My submission is split into two parts. The first relates to negative gearing and the second related to the 50% CGT discount (upon disposal) -whether they relate to real property or other asset classes such as shares. However, for the purposes for this submission, I will focus on how they apply to real property.
PART 1
Negative gearing has received a lot of media coverage recently, especially as we are in the middle of an investor led property price boom, particularly in Sydney and Melbourne. Most of the debate is centred around whether this tax incentive (for investors) is a contributing factor to significant price rises at the expense of home buyers (HB), including first HB who do not have these tax incentives at their disposal, yet are still required to compete with investors to purchase the same property (but for different reasons).

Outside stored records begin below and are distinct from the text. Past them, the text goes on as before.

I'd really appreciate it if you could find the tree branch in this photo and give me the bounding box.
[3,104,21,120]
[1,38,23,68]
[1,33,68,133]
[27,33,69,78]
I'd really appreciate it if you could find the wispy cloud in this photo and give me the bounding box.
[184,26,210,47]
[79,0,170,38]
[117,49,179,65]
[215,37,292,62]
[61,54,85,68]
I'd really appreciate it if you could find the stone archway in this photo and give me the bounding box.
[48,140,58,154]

Currently, net rental losses in any given year can be offset against other income (such as salary and wages) recorded in that year to reduce total tax payable. For most investors, the tax break equates to approximately 34.5% (of the net loss) but could be as high as 47%. Essentially this means that loan repayments on a negative geared investment property is generally financed from three different sources:
1. the tenant (rent)
2. the owner (capital contributions); and
3. taxpayers (tax refund).
Rather than removing negative gearing altogether, I suggest two alternative solutions worth exploring as they provide:
· a better outcome for government in terms of increased tax revenue (over the short to medium term); and
· a relatively neutral outcome for investors over the life of property ownership.
Alternative 1:
Net rental losses (ie total allowable deductions which exceed total rental income) returned in any given tax year should not be allowed to be offset against other income. Rather, the losses should be allowed to be carried forward indefinitely to be offset against net rental gains returned in future years (similar to business tax losses).
Alternative 2:
Net rental losses returned in any given tax year should not be allowed to be offset against other income. Rather the losses should be allowed to increase the cost base for CGT purposes at the time of disposal (of the property).

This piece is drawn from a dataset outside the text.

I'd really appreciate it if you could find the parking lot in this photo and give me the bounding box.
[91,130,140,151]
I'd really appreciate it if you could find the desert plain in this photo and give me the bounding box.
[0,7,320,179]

Furthermore, investors should be allowed to choose from the two alternatives, depending on individual circumstances.
PART 2
Another hot topic at the moment is the 50% CGT discount applicable to the disposal of properties held for 12 months or more. To reduce the risks associated with property speculation and provide a better incentive for investors to retain their investments in the rental pool for longer periods, I recommend the removal of the discount altogether for properties held for less than 5 years. For properties held for 5 years or more but less than 10 years, a 50% CGT discount should be retained (but only for the percentage of time held over 5 years). This recognises that capital gains were derived over a number of years and had gains been equally apportioned on an annual basis the effective marginal tax rate would most likely have been lower than otherwise. For properties held for 10 years or longer, there should be no CGT (but only for the percentage of time held over 10 years).
To illustrate how I propose this to work, assume an investor made a net capital gain (NCG)

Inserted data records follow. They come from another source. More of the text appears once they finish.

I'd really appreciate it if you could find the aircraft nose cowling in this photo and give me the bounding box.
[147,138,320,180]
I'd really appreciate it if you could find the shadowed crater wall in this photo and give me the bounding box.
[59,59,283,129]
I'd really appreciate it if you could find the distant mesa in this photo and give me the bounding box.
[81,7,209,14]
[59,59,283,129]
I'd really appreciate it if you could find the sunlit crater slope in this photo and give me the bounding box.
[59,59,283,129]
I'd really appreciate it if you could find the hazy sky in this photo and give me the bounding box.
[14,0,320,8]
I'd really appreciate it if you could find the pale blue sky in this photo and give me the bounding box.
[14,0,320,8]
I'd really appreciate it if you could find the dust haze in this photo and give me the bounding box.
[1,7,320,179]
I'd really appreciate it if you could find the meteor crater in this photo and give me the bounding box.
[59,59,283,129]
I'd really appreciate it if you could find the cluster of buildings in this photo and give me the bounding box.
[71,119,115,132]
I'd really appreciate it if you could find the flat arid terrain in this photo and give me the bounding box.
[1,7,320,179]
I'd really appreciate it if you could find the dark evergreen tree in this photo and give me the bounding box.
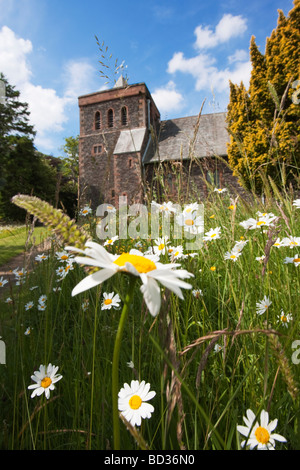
[0,74,57,221]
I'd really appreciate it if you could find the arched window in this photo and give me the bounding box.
[107,109,114,128]
[121,106,128,126]
[95,111,101,130]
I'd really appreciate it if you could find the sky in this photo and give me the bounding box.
[0,0,295,158]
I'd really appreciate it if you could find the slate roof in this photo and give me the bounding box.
[114,128,147,154]
[143,111,229,164]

of $100,000 on the sale of a property over 4 different periods (eg 4, 8, 12 and 15 years). The results are as follows:
Years of ownership4 yrs / 8 yrs / 12 yrs / 15 yrs
Current NCG reported (incl 50% discount) / $ 50,000 / $ 50,000 / $ 50,000 / $ 50,000
Proposed NCG reported / $ 100,000 / $ 81,250 / $ 62,500 / $ 50,000
Difference / -$ 50,000 / -$ 31,250 / -$ 12,500 / $ -
The results clearly show a reduction in NCG reported the longer the property is held. The break even point whereby the NCG reported (under the proposed rules) would be no different to that reported under the current rules, is a hold period of 15 years.
Naturally, these changes would also be applicable to other asset classes, such as shares.